I've been eating a healthy, clean diet for quite some time, consisting of organic, whole foods while avoiding pesticide- and GMO-laden foods as well as most processed foods with chemical additives. I kept hearing about the Paleo Diet, but I didn't know much about it. The funny thing is that it turns out I was eating the Paleo Diet without even knowing it. The purpose of this article is to explain the diet, why it makes sense, and apply some tweaks to avoid minor pitfalls.

The purpose of the Paleo Diet is to take eaters back to the natural diet of our ancestors before grains, added sugar, artificial preservatives and sweeteners, pesticides, genetically-modified organisms were loaded into or onto our foods, and gluten and dairy intolerances were nonexistent.

On the Paleo Diet, processed foods are eliminated for two reasons. First, they are typically loaded with salt, sugar, white flour, and fat, which are known for their negative affects on good health. Second, the chemical content of these foods can be very dangerous, and certainly unnatural. Eating a whole foods diet by itself would change most people's health, but there are additional factors in the Paleo Diet, some that are not as simple to understand.

The Paleo Diet avoids all grains and legumes. They both contain phytic acid, which binds to nutrients in food and prevents absorption, meaning you are not getting the nutrients that are labeled on the food package. In addition, potentially toxic lectins are highest in grains, legumes, and dairy, which can cause digestive and autoimmune problems. Our bodies are not designed to digest these types of food.

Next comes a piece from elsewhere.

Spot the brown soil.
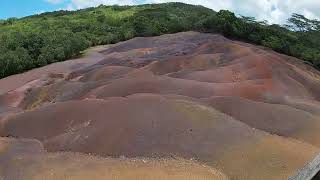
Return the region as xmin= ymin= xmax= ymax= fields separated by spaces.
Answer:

Dairy is to be avoided, although not all Paleo followers adhere to this. I don't eat dairy, because it is not natural for a human being to drink the milk of another animal, particularly into adulthood. No animal species on earth drinks milk past infancy. If you are going to drink milk, I suggest raw milk or low-pasteurized and non-homogonized varieties, if you can find them.

The main staples in the Paleo diet are organic fruits and vegetables, including sweet potatoes along with wild-caught fish, pasture-raised eggs, and organic meats and poultry. Vegetables are extremely low in calories, so to avoid low energy, I suggest getting a significant amount of your carbohydrate needs from fruit.

The Paleo Diet is sometimes criticized as an all-meat or low-carb diet like Atkins, but it is not. It specifies certain carbs to avoid, but fruit or veggies are recommended at every meal. Most people don't like to count calories, but I find that a great balance exists when 40% of calories come from both protein and carbs (it's going to be a healthy proportion of fruit bc veggies are so low in calories), and the remaining 20% from fat, which will consist of the fats from the protein you eat and any nuts, seeds, oils, or avocados that you eat.

The Paleo Diet is clean and healthy. Many have experienced improvements in health, energy, and weight loss as a result of adopting the Paleo Diet. It is energizing and given the considerable amount of chemicals and dangerous food additives in our food supply, it is worth trying.